It’s all down to the way the human researchers assign the virtual traders their strategies. Even if N is only 5 or 6, there are a vast number of possible choices, and this gives the researchers a useful tool. By playing with the choice of these initial strategies, they can “tune” their virtual market until it reproduces the price movements seen recently in some real market.

The implications of this are enormous. For a start, running the tuned model forward into the future might then show where the real market is going, be it the New York Stock Exchange or the foreign currency market for the Euro. In a number of tests, one team (who prefer not to be named because they are involved in launching a company to exploit their work) has shown the model can consistently beat the 50 per cent mark – therefore doing better than chance – in predicting the ups and downs of foreign exchange markets.

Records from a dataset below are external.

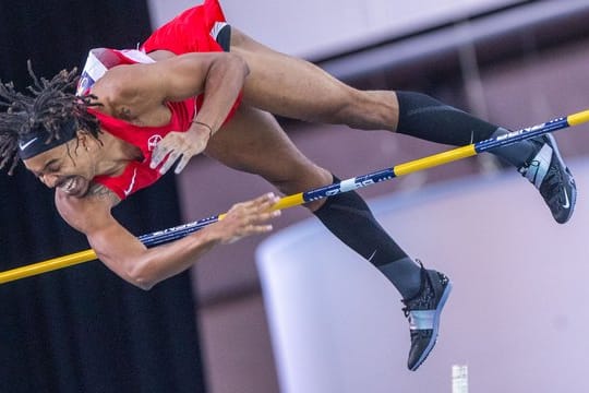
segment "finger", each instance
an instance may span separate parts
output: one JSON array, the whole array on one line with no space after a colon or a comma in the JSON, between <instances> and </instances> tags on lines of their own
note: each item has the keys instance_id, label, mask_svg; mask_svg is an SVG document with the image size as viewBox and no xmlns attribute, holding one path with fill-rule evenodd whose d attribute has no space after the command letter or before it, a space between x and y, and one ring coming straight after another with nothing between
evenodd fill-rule
<instances>
[{"instance_id":1,"label":"finger","mask_svg":"<svg viewBox=\"0 0 589 393\"><path fill-rule=\"evenodd\" d=\"M168 146L159 142L156 148L154 150L154 153L152 154L152 162L149 163L149 168L152 169L157 168L157 166L161 164L164 158L166 158L166 156L168 155L169 150L170 148Z\"/></svg>"},{"instance_id":2,"label":"finger","mask_svg":"<svg viewBox=\"0 0 589 393\"><path fill-rule=\"evenodd\" d=\"M247 229L247 236L266 234L274 229L272 224L266 225L250 225Z\"/></svg>"},{"instance_id":3,"label":"finger","mask_svg":"<svg viewBox=\"0 0 589 393\"><path fill-rule=\"evenodd\" d=\"M182 155L182 158L180 159L180 163L178 163L178 165L176 166L176 169L173 170L173 172L176 175L180 174L182 170L184 170L184 168L187 167L188 163L190 162L190 156L187 156L185 154Z\"/></svg>"},{"instance_id":4,"label":"finger","mask_svg":"<svg viewBox=\"0 0 589 393\"><path fill-rule=\"evenodd\" d=\"M159 172L161 175L166 174L172 167L173 163L178 160L178 157L180 157L181 154L182 153L179 152L171 152L168 159L166 159L161 168L159 168Z\"/></svg>"},{"instance_id":5,"label":"finger","mask_svg":"<svg viewBox=\"0 0 589 393\"><path fill-rule=\"evenodd\" d=\"M267 222L267 221L269 221L269 219L279 217L280 214L281 214L280 211L273 211L273 212L260 213L260 214L255 217L255 222L256 222L256 223L264 223L264 222Z\"/></svg>"}]
</instances>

More exciting yet is the hope that this method will detect really big movements in advance – changes of, say, a few per cent or more. Identifying these moments beforehand is the dream of any speculator. The technique does seem to predict many large movements in advance, but unfortunately it is too early to rule out the possibility that this success is simply due to luck: events that are rare by definition don’t succumb quickly to statistical analysis. In the New York Stock Exchange, for example, a one-day change of five per cent takes place only about once a year. Within a few years, however, it may become clear that these models can tune into a market’s behaviour and accurately predict significant movements.

Self-fulfilling prophecy

Of course, if that does happen, the implications may be a little bizarre. The method is sure to be adopted by many large investors, which would change the nature and philosophy of the markets themselves, and perhaps undermine the technique’s ability to make predictions. It’s also possible that those predictions might be self-fulfilling. If the model predicted an imminent 5 per cent jump in the New York Stock Exchange, investors armed with this knowledge would naturally flock to the market, buying stocks to make a profit and thereby driving prices up – perhaps by five per cent.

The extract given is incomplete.